Lemaitre du monde

David Lemaitre + Julia Kat

Épicerie Moderne

ce spectacle n'est pas à l'affiche actuellement

Bolivien de Berlin au patronyme frenchy, David Lemaitre n'est pas simplement la dernière perle du folk déraciné et élégant. C'est un magnifique cartographe musical, qui ne saurait pas plus où poser son compas qu'où se poser lui-même. Stéphane Duchêne

Il y a des patronymes comme ça qui sont autant de jeux de pistes, de leurres destinés à brouiller les GPS, à larguer les amarres et les suiveurs. On en avait déjà un bel exemple avec le Suédois José González ou – dans une moindre mesure – l’Anglais tapi dans les Cévennes Piers Faccini. En voici un troisième en la personne de David Lemaitre – aucun lien avec Pierre, le dernier Prix Goncourt.

Comme son nom ne l’indique pas, David Lemaitre est Bolivien, a grandi à La Paz, et vit depuis fort longtemps dans cette pépinière internationaliste à ciel ouvert qu’est Berlin. Hasard ou coïncidence, cette bizarrerie patronymique qui traduit au mieux l’horizon du métissage mondial, n’est pas le seul point commun entre González et Lemaitre. Il y a quelque chose du folkeux suédois chez le jeune Bolivien. Quelque chose d’aérien et ouaté, de voilé, quelque chose de Nick Drake aussi, référence commune souvent avancée – et à l’origine sans doute de cette richesse rythmique.

River Man

Mais surtout, il y a cette impression que leur musique est le fruit d’un choc thermique où courants tropicaux et air glacé produiraientt comme un drôle de frottement de l’âme, une sorte de mélancolie bondissante, à l’image de l’ouverture de l'album Latitude : Megalomania. Un choc, ou plutôt une friction, celui du déracinement – fut-il volontaire ou même notoirement relatif – et des voyages immobiles qu’il engendre. De Jacques Cousteau à Pandora Express – du Phoenix joué au coin du feu – en passant par The Incredible Airplane Party ou Six Years, on voyage beaucoup sur ce bien nommé Latitude de David Lemaitre, dans l’espace et en musique – Jacques Cousteau ose le rythme… calypso. Dans le temps aussi.


Mais il y à là moins comme une recherche de racines que de voyager pour se perdre.
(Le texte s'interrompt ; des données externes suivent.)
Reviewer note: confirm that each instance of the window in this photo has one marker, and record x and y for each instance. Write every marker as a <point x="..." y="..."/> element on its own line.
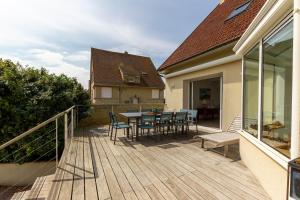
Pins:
<point x="106" y="92"/>
<point x="250" y="96"/>
<point x="155" y="94"/>
<point x="274" y="65"/>
<point x="239" y="10"/>
<point x="277" y="89"/>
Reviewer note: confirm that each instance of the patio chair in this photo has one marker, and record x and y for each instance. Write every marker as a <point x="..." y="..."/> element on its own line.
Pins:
<point x="110" y="125"/>
<point x="180" y="120"/>
<point x="147" y="123"/>
<point x="132" y="121"/>
<point x="147" y="110"/>
<point x="119" y="125"/>
<point x="164" y="121"/>
<point x="223" y="139"/>
<point x="192" y="118"/>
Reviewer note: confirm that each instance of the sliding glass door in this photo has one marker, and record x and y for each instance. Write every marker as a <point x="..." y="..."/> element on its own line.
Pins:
<point x="267" y="83"/>
<point x="277" y="89"/>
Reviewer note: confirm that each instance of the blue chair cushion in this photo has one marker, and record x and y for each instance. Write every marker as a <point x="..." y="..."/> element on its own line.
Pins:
<point x="146" y="126"/>
<point x="121" y="126"/>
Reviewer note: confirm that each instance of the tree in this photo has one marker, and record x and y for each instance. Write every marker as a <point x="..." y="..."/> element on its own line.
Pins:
<point x="28" y="97"/>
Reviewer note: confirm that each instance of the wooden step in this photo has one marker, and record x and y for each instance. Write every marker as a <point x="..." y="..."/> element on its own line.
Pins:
<point x="36" y="188"/>
<point x="17" y="195"/>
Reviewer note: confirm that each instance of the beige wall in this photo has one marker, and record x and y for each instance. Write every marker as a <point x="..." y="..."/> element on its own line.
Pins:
<point x="176" y="92"/>
<point x="122" y="95"/>
<point x="269" y="173"/>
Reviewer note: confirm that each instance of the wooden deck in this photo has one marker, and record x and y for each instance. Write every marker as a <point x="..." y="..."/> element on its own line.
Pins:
<point x="94" y="168"/>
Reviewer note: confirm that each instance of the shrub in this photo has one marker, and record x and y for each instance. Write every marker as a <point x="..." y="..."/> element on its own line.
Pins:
<point x="28" y="97"/>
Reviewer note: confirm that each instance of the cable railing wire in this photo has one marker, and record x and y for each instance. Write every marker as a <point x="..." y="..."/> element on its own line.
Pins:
<point x="70" y="118"/>
<point x="27" y="144"/>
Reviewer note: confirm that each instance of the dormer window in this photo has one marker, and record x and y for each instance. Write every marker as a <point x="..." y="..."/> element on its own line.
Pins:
<point x="129" y="74"/>
<point x="239" y="10"/>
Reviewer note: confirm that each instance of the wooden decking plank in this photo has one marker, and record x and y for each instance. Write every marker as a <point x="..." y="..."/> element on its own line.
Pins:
<point x="177" y="190"/>
<point x="102" y="186"/>
<point x="224" y="167"/>
<point x="213" y="171"/>
<point x="122" y="180"/>
<point x="203" y="183"/>
<point x="130" y="196"/>
<point x="144" y="180"/>
<point x="89" y="175"/>
<point x="230" y="179"/>
<point x="78" y="183"/>
<point x="132" y="179"/>
<point x="165" y="192"/>
<point x="113" y="185"/>
<point x="153" y="170"/>
<point x="222" y="162"/>
<point x="57" y="180"/>
<point x="36" y="188"/>
<point x="69" y="170"/>
<point x="17" y="195"/>
<point x="154" y="193"/>
<point x="44" y="192"/>
<point x="174" y="183"/>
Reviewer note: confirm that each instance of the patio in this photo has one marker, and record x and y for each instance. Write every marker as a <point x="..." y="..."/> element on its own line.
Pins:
<point x="94" y="168"/>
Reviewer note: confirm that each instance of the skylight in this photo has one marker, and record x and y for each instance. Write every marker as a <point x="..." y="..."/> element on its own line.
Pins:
<point x="239" y="10"/>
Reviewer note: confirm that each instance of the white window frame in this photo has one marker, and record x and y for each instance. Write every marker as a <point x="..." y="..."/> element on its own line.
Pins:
<point x="155" y="93"/>
<point x="268" y="150"/>
<point x="106" y="92"/>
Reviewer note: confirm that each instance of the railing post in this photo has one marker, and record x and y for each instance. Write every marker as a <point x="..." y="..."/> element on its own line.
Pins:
<point x="66" y="129"/>
<point x="56" y="141"/>
<point x="72" y="122"/>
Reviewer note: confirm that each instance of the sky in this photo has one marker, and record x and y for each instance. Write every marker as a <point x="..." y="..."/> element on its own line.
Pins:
<point x="58" y="34"/>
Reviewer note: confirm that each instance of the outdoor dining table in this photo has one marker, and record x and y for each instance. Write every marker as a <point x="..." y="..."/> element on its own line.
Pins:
<point x="133" y="115"/>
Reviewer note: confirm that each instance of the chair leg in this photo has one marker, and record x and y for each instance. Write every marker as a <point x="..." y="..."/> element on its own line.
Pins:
<point x="225" y="150"/>
<point x="115" y="136"/>
<point x="111" y="132"/>
<point x="108" y="129"/>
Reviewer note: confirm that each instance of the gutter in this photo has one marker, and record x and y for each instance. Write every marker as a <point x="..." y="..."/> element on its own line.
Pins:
<point x="214" y="63"/>
<point x="264" y="10"/>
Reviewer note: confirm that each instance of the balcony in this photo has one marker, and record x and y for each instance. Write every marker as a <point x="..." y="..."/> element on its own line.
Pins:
<point x="93" y="168"/>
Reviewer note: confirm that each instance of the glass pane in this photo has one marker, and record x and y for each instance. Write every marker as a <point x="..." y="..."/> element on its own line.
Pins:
<point x="251" y="75"/>
<point x="277" y="90"/>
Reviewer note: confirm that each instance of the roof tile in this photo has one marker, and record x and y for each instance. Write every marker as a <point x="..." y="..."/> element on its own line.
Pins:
<point x="215" y="30"/>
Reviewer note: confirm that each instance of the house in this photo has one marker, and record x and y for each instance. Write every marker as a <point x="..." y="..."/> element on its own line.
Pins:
<point x="271" y="99"/>
<point x="204" y="73"/>
<point x="122" y="81"/>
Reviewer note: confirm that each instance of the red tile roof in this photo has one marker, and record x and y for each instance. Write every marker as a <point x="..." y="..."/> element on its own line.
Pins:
<point x="106" y="69"/>
<point x="216" y="30"/>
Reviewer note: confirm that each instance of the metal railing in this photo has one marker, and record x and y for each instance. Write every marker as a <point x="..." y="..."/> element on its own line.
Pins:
<point x="46" y="143"/>
<point x="69" y="126"/>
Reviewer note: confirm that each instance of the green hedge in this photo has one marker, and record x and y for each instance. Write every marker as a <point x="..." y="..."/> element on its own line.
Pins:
<point x="28" y="97"/>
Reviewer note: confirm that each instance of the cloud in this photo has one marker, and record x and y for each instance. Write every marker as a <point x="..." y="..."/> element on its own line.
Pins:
<point x="54" y="62"/>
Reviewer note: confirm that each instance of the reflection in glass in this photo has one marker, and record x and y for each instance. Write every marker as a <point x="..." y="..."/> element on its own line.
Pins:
<point x="251" y="75"/>
<point x="277" y="89"/>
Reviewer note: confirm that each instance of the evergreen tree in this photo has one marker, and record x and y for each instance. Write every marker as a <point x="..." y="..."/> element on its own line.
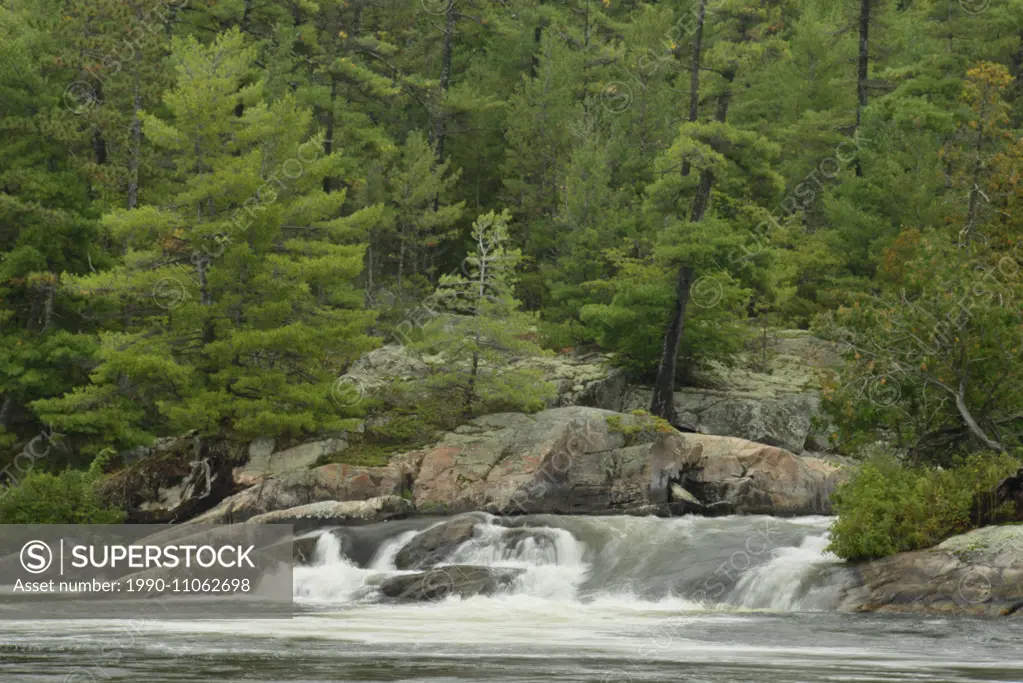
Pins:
<point x="483" y="329"/>
<point x="241" y="310"/>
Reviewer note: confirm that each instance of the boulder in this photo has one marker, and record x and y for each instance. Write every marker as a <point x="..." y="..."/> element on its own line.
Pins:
<point x="772" y="400"/>
<point x="442" y="582"/>
<point x="335" y="513"/>
<point x="979" y="574"/>
<point x="587" y="379"/>
<point x="1004" y="503"/>
<point x="435" y="544"/>
<point x="591" y="461"/>
<point x="171" y="481"/>
<point x="301" y="487"/>
<point x="264" y="462"/>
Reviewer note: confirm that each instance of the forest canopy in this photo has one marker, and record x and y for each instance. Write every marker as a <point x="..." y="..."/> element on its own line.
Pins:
<point x="210" y="209"/>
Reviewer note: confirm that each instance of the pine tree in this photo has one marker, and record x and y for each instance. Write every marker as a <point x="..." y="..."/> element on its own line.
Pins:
<point x="47" y="226"/>
<point x="239" y="298"/>
<point x="482" y="329"/>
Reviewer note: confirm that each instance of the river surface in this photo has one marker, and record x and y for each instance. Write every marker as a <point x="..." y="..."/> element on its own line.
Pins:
<point x="602" y="599"/>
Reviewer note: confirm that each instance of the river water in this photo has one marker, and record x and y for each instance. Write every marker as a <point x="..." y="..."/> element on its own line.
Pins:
<point x="602" y="599"/>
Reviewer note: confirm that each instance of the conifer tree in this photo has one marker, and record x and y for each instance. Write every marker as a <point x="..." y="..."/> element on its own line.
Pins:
<point x="482" y="329"/>
<point x="239" y="297"/>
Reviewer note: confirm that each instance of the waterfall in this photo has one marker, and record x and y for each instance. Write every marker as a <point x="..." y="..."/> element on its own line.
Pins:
<point x="735" y="562"/>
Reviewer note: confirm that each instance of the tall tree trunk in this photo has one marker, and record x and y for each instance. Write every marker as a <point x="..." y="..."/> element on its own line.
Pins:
<point x="328" y="184"/>
<point x="702" y="199"/>
<point x="134" y="156"/>
<point x="695" y="72"/>
<point x="5" y="410"/>
<point x="440" y="121"/>
<point x="663" y="402"/>
<point x="861" y="67"/>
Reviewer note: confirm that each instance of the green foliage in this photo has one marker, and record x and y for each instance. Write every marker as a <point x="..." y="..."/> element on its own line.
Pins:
<point x="482" y="330"/>
<point x="888" y="507"/>
<point x="67" y="498"/>
<point x="208" y="213"/>
<point x="243" y="306"/>
<point x="640" y="297"/>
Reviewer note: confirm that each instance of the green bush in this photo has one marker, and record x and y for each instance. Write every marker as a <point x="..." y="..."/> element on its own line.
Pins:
<point x="67" y="498"/>
<point x="888" y="507"/>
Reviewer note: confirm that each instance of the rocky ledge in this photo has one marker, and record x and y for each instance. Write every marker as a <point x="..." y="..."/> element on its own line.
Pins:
<point x="441" y="582"/>
<point x="570" y="460"/>
<point x="979" y="574"/>
<point x="589" y="461"/>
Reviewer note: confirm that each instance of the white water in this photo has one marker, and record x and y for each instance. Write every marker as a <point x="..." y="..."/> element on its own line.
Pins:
<point x="622" y="559"/>
<point x="602" y="599"/>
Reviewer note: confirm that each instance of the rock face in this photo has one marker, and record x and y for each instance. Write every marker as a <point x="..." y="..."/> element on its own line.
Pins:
<point x="979" y="573"/>
<point x="439" y="583"/>
<point x="171" y="481"/>
<point x="264" y="461"/>
<point x="302" y="487"/>
<point x="334" y="513"/>
<point x="433" y="545"/>
<point x="774" y="404"/>
<point x="590" y="461"/>
<point x="586" y="379"/>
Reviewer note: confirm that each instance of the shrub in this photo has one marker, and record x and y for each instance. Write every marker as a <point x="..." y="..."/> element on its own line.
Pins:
<point x="888" y="507"/>
<point x="68" y="498"/>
Le River Man de Lemaitre, religieusement emprunté à Nick Drake, se présente ainsi moins comme une reprise, une excursion fétichiste au cœur des ténèbres drakiennes, que comme un acte de lâcher prise qui prendrait le texte au mot – «Going to see the river man / Going to tell him all I can / About the ban / On feeling free / If he tells me all he knows / About the way his river flows / I don’t suppose / It’s meant for me», soit «Je vais voir l'homme de la rivière / Lui dire tout ce que je peux / Sur l'interdiction / de se sentir libre / S'il me dit tout ce qu'il sait / sur la manière dont coule sa rivière / Je ne pense pas / que cela me concerne». Le largage d'amarre d’un type conscient – et content – d'appartenir à ceux qui ne seront jamais vraiment sur la carte parce que leur vie n’est faite que de départs.